Dans les coulisses, l’organisation est millimétrée. Les axes stratégiques se décident à Rabat, siège de l’ONCF, alors que le quotidien du palace repose sur une direction aguerrie. Ce modèle, où le secteur public pilote un établissement d’exception, intrigue et force le respect. La Mamounia cultive ainsi une identité singulière, loin des standards dictés par les géants de l’hôtellerie, et s’impose comme une référence de long terme sur la scène mondiale.
Hôtel du Couvent à Nice et Sultana Marrakech : quelles alternatives prestigieuses pour un séjour inoubliable ?
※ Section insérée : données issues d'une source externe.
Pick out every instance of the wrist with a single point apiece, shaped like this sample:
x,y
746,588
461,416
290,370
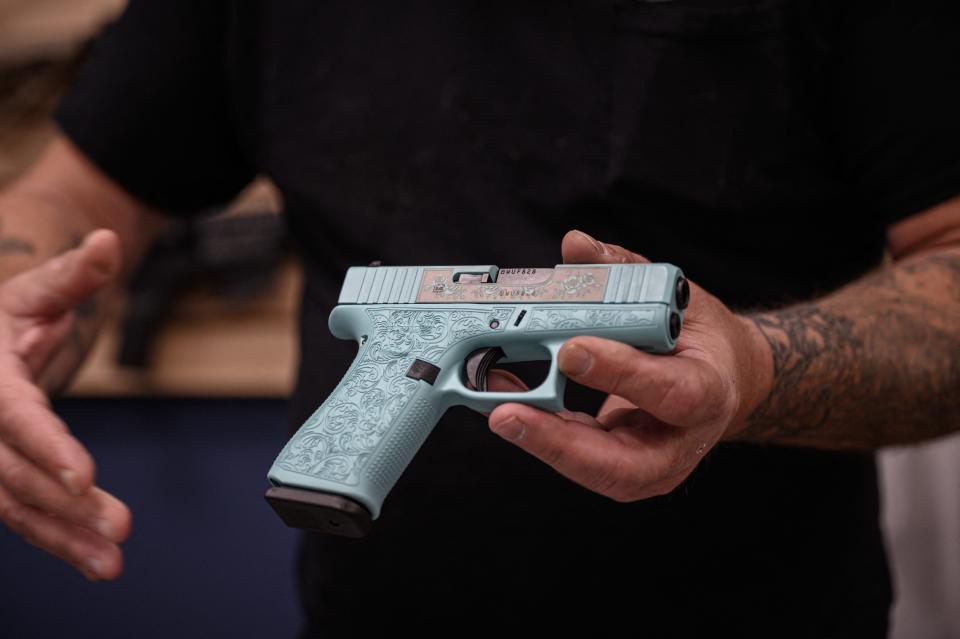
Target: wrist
x,y
756,373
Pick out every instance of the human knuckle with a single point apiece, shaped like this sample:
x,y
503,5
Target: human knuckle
x,y
610,480
17,478
14,515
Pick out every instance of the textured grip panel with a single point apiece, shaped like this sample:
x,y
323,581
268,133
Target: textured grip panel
x,y
410,432
376,418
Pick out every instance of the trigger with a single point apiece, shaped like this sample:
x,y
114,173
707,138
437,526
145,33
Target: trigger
x,y
479,363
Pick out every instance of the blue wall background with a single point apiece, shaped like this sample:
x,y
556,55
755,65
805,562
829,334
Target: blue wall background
x,y
207,557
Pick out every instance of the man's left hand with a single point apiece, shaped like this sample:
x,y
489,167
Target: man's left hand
x,y
663,414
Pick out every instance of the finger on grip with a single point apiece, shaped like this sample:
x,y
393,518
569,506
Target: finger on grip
x,y
64,282
28,426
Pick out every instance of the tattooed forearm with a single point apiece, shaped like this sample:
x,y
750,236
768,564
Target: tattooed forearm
x,y
876,363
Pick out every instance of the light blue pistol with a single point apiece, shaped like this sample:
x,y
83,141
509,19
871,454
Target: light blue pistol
x,y
428,335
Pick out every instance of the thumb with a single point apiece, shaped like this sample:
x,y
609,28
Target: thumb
x,y
579,248
64,282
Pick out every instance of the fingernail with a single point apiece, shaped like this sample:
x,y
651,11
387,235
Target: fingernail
x,y
104,527
574,360
94,566
597,246
70,481
511,429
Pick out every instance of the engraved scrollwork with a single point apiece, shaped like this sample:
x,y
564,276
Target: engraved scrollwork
x,y
576,318
341,437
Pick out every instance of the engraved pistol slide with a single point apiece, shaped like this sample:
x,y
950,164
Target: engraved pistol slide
x,y
427,337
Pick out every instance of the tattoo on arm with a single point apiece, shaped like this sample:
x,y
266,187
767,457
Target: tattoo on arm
x,y
877,363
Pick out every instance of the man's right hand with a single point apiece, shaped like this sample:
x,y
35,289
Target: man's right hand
x,y
47,489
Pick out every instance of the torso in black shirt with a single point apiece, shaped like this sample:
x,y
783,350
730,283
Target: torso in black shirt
x,y
728,138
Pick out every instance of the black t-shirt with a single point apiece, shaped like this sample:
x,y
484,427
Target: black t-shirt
x,y
764,146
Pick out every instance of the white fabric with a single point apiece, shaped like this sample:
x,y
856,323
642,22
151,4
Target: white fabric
x,y
921,518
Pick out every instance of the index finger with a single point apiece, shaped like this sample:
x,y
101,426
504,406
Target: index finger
x,y
28,425
677,390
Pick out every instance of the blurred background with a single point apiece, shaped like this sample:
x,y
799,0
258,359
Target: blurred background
x,y
182,404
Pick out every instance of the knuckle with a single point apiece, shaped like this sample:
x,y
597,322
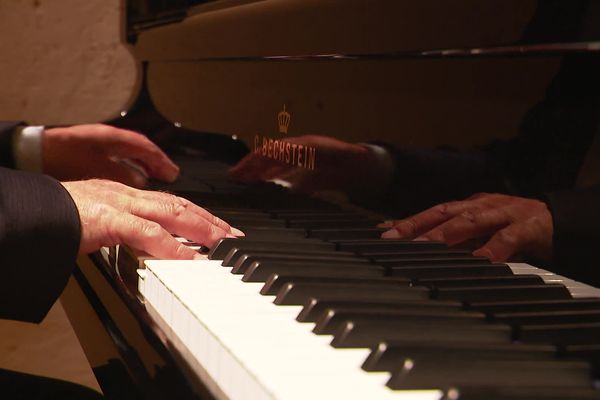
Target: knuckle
x,y
176,209
409,226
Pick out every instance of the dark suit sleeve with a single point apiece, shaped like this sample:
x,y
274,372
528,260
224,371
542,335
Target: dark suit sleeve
x,y
6,132
39,241
576,219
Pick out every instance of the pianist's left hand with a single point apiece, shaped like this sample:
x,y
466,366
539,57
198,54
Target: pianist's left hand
x,y
348,167
103,151
515,225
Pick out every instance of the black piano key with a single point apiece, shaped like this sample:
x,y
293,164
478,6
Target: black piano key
x,y
237,213
563,334
331,319
345,233
311,213
454,373
272,234
259,271
498,293
389,356
224,246
331,223
370,333
320,215
535,305
449,271
389,245
275,282
546,317
509,280
298,293
314,307
430,260
507,392
242,262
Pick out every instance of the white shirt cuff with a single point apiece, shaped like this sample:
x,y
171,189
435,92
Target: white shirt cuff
x,y
27,148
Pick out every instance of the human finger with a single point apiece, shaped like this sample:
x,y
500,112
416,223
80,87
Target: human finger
x,y
504,244
250,168
178,219
467,225
120,172
412,227
148,236
168,198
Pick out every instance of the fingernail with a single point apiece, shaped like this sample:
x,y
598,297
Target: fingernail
x,y
391,234
483,253
237,232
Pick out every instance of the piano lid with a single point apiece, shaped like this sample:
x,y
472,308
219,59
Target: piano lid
x,y
402,71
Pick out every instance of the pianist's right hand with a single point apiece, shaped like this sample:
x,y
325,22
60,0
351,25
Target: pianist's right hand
x,y
103,151
112,213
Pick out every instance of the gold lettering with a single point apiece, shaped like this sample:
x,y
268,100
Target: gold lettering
x,y
257,144
300,148
281,149
294,146
270,149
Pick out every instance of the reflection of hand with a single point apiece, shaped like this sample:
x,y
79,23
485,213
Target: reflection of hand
x,y
515,224
98,151
112,213
347,167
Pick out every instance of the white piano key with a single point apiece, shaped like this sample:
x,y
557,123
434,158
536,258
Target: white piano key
x,y
252,342
577,289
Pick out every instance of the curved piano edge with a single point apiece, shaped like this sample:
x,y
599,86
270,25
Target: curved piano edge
x,y
129,353
576,288
220,325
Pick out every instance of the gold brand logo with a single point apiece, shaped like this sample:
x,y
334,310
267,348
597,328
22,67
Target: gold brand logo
x,y
283,120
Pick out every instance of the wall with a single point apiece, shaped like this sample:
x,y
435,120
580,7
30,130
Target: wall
x,y
62,61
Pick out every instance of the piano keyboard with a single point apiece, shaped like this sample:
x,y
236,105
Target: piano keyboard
x,y
312,304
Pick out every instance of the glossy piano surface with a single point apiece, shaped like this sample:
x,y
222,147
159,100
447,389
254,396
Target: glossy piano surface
x,y
404,319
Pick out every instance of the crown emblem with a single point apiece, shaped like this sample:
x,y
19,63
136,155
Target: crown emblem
x,y
283,120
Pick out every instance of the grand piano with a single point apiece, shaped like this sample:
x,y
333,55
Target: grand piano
x,y
312,303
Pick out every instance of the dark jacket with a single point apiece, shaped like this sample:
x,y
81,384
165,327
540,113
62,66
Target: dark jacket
x,y
39,238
Pour ceux qui souhaitent explorer d’autres adresses où raffinement et expérience unique sont au rendez-vous, deux établissements se détachent nettement. Sur la Côte d’Azur, l’Hôtel du Couvent s’inscrit désormais parmi les références. Installé dans un ancien couvent patiemment restauré, il associe la sobriété de la pierre blonde à des touches contemporaines bien pensées. Les jardins, le cloître revisité et les suites épurées offrent un luxe discret. Le tout, à l’écart de l’agitation de Nice, sans pour autant sacrifier l’accès au centre-ville.
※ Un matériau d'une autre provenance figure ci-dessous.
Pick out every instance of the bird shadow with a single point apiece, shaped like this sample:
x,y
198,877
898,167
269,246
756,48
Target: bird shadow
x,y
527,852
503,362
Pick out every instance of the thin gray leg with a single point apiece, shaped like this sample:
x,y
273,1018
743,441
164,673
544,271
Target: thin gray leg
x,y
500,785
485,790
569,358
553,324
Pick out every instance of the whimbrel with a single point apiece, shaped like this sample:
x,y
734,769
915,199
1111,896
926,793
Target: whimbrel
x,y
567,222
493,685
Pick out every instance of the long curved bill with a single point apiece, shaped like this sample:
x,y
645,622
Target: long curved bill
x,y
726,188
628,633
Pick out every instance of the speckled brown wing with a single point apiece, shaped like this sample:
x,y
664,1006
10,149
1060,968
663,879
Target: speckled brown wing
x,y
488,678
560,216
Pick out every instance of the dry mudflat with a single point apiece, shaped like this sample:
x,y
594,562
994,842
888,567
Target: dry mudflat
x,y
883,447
À Marrakech, face aux remparts sud de la médina, La Sultana se distingue auprès des amoureux d’intimité et d’authenticité. Ce palace confidentiel réunit plusieurs riads d’époque, restaurés dans le respect de l’artisanat local : marbres, zelliges, boiseries sculptées. Les terrasses panoramiques ouvrent sur des vues imprenables, tandis que le service personnalisé, la table de renom et le spa inspiré des traditions marocaines créent une expérience à part.
Voici ce que proposent ces deux alternatives d’exception :
- Hôtel du Couvent : atmosphère patrimoniale, jardins cachés, tranquillité garantie.
- Sultana Marrakech : riads historiques, accueil marocain, espace bien-être inspiré de l’Orient.
Chacune à sa manière, ces adresses incarnent le juste équilibre entre exigences contemporaines et respect du caractère des lieux. Plus qu’un séjour, elles ouvrent la porte à des parenthèses rares, où la découverte et le luxe se répondent sans jamais se trahir.